FAQ

What is the Philter AI Proxy?

The Philter AI Proxy is a proxy for OpenAI, Anthropic (Claude), Google Gemini, Ollama, and Amazon Bedrock that uses Philter to remove PII, PHI, and other sensitive information from LLM requests before they are sent to the provider.

Why should I use it?

By using the proxy, you ensure that sensitive information never leaves your environment and is not sent to the AI providers, helping you maintain compliance and protect privacy. Every request produces a structured audit log for compliance reporting.

Which AI providers are supported?

The proxy supports:

OpenAI
Anthropic (Claude)
Google Gemini
Ollama
Amazon Bedrock (Converse and ConverseStream APIs)
Any OpenAI-compatible provider (Mistral, Cohere, vLLM, LM Studio, etc.) via providers.openaiCompatible

Both streaming and non-streaming requests are supported for all providers.

Does it support streaming?

Yes. Streaming responses (SSE for OpenAI/Anthropic, chunked JSON for Gemini, NDJSON for Ollama) are forwarded to the client in real time without buffering. Inbound prompt redaction works identically for streaming and non-streaming requests.

Outbound response scanning is not applied to streaming responses - the stream is forwarded to the client unchanged and a warning is logged. Outbound scanning applies only to non-streaming responses.

Is any sensitive data logged?

No. The audit log contains only metadata (provider, model, entity types, counts, latency, etc.). No message content or filtered text is ever logged. Client IP addresses are included, which may be considered personal data under GDPR.

Do I need a Philter instance?

Yes, the proxy requires a running instance of Philter to perform the redaction. You can launch one in your cloud or on-premise. Visit philterd.ai for more information.

Can the proxy scan LLM responses for PII, not just requests?

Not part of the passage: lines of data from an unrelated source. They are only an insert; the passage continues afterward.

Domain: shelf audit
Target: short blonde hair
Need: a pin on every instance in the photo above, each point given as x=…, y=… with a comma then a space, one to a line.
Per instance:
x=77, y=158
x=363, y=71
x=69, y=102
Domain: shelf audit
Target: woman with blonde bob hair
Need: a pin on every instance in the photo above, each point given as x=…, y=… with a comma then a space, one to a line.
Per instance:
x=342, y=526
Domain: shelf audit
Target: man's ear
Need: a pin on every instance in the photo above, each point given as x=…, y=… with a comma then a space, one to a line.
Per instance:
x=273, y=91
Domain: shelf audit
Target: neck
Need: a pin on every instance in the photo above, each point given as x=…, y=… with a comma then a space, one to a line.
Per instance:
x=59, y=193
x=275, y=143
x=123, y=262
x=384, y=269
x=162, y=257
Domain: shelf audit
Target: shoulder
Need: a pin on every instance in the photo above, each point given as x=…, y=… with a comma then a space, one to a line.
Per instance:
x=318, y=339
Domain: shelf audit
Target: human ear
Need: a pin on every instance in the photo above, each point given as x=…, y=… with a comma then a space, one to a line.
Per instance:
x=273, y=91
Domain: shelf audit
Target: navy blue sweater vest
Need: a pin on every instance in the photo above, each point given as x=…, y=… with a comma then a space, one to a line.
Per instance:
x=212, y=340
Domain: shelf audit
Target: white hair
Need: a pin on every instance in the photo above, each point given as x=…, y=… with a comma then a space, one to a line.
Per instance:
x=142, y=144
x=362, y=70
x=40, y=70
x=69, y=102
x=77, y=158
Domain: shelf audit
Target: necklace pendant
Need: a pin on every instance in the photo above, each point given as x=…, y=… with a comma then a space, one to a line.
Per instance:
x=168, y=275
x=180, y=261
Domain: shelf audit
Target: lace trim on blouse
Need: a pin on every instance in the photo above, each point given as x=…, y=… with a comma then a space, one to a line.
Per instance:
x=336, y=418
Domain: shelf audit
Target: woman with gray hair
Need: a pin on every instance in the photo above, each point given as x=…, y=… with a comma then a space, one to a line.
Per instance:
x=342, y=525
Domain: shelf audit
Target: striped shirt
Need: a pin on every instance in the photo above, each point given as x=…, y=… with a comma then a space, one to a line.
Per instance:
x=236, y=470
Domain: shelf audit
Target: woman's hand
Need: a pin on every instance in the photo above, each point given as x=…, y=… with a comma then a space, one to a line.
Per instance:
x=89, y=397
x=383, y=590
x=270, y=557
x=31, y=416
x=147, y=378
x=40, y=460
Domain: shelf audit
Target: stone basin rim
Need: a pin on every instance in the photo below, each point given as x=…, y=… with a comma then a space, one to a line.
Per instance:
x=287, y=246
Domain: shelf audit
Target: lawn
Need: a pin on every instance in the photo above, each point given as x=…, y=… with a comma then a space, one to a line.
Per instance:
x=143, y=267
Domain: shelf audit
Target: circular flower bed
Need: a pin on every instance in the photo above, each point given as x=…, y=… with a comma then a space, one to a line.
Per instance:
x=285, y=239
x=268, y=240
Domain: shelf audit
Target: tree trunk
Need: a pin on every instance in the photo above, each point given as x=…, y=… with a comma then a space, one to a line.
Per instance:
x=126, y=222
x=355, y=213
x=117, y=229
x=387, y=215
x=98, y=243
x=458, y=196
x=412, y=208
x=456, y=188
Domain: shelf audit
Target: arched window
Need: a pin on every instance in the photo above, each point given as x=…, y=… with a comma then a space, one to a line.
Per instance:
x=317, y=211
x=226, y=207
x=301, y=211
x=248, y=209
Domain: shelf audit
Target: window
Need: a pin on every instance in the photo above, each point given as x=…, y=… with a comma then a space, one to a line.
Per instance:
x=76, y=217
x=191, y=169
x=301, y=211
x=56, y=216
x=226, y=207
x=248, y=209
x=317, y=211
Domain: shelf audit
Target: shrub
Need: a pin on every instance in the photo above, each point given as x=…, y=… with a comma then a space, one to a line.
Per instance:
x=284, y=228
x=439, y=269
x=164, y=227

Yes. Outbound response scanning is supported on an opt-in basis. When enabled, the proxy buffers the LLM's response, passes it through Philter, and returns the result to the client. The behavior when PII is detected is configurable: redact (replace PII tokens), block (return HTTP 403), or flag (pass through with a warning log).

Outbound scanning is disabled by default because it adds a Philter round-trip after the provider responds. Enable it only on routes where compliance requires it. See Configuration for details.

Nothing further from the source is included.